Lukashenko and his regime ordered thousands of migrants from the Middle East to be shipped to the EU borders in Poland, Lithuania, and Latvia, threatening the cohesion and solidarity between the EU and its northern member states.
“Lukashenko used migrants, who were encouraged to come to Belarus, as a weapon,” Wojciech Lorenz, an analyst at the Polish Institute of International Affairs, told The Epoch Times.
Lorenz says Lukashenko is motivated by three things: the de facto international recognition of his regime, sanctions relief, and taking revenge on those who support the democratic opposition in Belarus.
“Poland and the Baltic states were exceptionally active after the falsified presidential elections in Belarus last year and exerted pressure on the regime to limit the repressions against the opposition,” Lorenz said. “They also mobilize international public opinion and the EU to impose political and economic costs.”
Lorenz pointed to only partial success when asked by The Epoch Times about whether Lukashenko’s migrant ploy was yielding results.
“Most of the EU states have not recognized the legitimacy of Lukashenko as president, and no Western leader has met with him since then,” he said.

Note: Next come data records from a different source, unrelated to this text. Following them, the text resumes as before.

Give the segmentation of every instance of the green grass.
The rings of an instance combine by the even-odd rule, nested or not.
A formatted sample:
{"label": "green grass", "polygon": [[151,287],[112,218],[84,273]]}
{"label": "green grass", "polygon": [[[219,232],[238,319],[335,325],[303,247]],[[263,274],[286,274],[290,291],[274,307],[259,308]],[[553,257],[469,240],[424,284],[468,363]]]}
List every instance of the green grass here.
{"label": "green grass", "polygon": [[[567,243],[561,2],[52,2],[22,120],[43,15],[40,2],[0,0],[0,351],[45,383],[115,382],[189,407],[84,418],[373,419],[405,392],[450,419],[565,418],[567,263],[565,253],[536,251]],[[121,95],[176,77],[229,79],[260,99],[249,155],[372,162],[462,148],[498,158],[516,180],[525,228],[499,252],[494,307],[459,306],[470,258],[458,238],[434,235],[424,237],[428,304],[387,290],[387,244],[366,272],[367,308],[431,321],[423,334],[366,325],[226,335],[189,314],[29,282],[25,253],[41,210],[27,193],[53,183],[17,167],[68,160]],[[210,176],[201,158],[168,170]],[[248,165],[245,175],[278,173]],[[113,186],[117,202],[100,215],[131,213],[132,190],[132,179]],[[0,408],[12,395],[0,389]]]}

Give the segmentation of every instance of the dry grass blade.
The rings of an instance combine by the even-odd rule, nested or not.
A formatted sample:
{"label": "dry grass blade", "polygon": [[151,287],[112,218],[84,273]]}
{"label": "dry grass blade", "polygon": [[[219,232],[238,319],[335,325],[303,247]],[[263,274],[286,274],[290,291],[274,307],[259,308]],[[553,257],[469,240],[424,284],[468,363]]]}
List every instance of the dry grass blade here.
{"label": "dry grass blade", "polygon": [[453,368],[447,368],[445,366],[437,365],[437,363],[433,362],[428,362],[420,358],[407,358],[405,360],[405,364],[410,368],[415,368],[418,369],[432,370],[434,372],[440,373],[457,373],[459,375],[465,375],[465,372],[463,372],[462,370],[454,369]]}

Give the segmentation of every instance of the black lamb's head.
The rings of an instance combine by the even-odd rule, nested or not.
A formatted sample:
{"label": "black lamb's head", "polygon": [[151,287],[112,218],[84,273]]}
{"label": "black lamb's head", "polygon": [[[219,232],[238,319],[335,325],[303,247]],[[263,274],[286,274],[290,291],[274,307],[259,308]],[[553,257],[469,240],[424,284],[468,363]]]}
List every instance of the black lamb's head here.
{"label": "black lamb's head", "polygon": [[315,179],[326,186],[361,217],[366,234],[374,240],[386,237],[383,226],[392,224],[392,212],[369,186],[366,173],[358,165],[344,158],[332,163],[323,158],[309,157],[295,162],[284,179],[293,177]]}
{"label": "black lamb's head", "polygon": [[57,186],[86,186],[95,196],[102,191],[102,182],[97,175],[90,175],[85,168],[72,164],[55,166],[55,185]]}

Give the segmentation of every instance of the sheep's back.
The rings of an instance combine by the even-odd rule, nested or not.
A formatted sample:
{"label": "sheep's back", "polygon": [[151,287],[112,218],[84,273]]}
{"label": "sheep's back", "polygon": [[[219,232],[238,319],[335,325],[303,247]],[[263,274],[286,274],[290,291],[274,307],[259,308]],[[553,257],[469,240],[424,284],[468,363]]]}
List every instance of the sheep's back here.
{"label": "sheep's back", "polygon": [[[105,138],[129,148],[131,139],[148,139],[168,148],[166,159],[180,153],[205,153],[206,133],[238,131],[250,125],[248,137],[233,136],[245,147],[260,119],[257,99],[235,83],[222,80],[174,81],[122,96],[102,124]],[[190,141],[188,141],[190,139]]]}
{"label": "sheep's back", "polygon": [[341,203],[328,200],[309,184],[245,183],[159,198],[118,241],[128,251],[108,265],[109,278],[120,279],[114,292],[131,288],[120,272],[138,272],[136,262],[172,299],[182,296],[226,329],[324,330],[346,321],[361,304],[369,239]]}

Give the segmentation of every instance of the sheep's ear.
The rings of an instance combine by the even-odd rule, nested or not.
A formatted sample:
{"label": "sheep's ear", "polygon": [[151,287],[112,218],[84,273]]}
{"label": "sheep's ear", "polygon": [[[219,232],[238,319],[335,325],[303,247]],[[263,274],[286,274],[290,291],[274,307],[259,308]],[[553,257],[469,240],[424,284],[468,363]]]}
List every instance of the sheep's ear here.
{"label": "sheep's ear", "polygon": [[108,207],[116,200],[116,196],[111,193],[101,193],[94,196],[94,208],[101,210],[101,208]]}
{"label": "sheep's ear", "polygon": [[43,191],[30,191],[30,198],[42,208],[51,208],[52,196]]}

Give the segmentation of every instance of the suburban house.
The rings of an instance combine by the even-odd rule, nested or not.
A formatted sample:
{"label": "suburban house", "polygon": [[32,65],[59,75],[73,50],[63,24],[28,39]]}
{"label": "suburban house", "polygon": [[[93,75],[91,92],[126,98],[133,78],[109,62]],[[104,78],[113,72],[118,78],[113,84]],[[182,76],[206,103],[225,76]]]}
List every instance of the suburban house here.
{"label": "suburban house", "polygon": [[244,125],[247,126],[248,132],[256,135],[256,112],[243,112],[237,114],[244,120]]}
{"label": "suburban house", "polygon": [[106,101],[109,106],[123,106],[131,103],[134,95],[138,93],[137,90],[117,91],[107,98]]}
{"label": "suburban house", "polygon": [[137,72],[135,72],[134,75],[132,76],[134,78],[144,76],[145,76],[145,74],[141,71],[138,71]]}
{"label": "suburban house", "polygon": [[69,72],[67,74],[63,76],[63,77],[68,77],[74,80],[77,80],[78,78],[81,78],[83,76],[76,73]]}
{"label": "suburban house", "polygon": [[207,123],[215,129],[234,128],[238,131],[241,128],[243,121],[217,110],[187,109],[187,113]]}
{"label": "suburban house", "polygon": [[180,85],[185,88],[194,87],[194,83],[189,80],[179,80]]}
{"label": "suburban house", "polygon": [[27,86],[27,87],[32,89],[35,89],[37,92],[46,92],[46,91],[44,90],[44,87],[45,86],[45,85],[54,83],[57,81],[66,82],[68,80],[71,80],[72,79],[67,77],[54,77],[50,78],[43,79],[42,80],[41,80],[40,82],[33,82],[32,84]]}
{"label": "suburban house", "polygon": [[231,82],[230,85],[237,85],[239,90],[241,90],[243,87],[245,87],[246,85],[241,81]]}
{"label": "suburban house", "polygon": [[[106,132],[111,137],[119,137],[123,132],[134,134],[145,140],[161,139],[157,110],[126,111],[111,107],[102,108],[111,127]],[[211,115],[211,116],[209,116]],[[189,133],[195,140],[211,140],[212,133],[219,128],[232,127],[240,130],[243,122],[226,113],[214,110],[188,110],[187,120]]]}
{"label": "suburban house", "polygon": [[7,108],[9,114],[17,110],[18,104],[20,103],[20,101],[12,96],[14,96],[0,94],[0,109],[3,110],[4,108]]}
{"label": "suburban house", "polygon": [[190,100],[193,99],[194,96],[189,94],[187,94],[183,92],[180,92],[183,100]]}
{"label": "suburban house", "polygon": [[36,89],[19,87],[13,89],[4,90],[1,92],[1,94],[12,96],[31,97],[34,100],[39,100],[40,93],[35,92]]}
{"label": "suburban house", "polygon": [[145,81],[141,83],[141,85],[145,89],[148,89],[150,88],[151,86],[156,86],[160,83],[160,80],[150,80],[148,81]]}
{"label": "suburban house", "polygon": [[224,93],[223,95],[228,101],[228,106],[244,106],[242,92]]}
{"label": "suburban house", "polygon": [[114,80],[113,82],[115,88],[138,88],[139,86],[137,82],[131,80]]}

“As German Chancellor Angela Merkel decided to talk to Lukashenko, he achieved at least one of those goals, which is a de facto recognition, although ... this decision is somehow limited by the fact that Merkel is an outgoing chancellor.”
“The question is whether to invoke Article IV to demonstrate that situation is so serious that NATO members in the region need some more substantial support,” he said. “In my opinion, such decision should be based mainly on the calculations, how the crisis can be used by both Belarus and Russia to escalate military tensions.”
Amid these tensions, Poland and the Baltic nations are holding the migrants back from the borders of the EU by declaring a state of emergency and restricting access to the border region while pushing the migrants back into Belarus, where they remain stranded.
“Pushbacks should never be normalized,” said Johansson said of the policy.
Referring to Poland, Lithuania, and Latvia’s strict border laws, Johansson said: “We are still in assessment, but I think that we will ask for amendments in some of the legislation.”
But Lorenz believes that the EU has a strong incentive for solidarity given its experience of the migrant crisis in 2015, which severely tested the bonds between the EU and individual members.
“I believe that the EU understands that during such crisis, its credibility is at stake. This is what most states expect from the EU, that it will be able to effectively deal with hybrid threats under the threshold of open warfare,” he said.
However, while the EU moves slowly to decide the fate of these migrants, the human costs of the situation are mounting.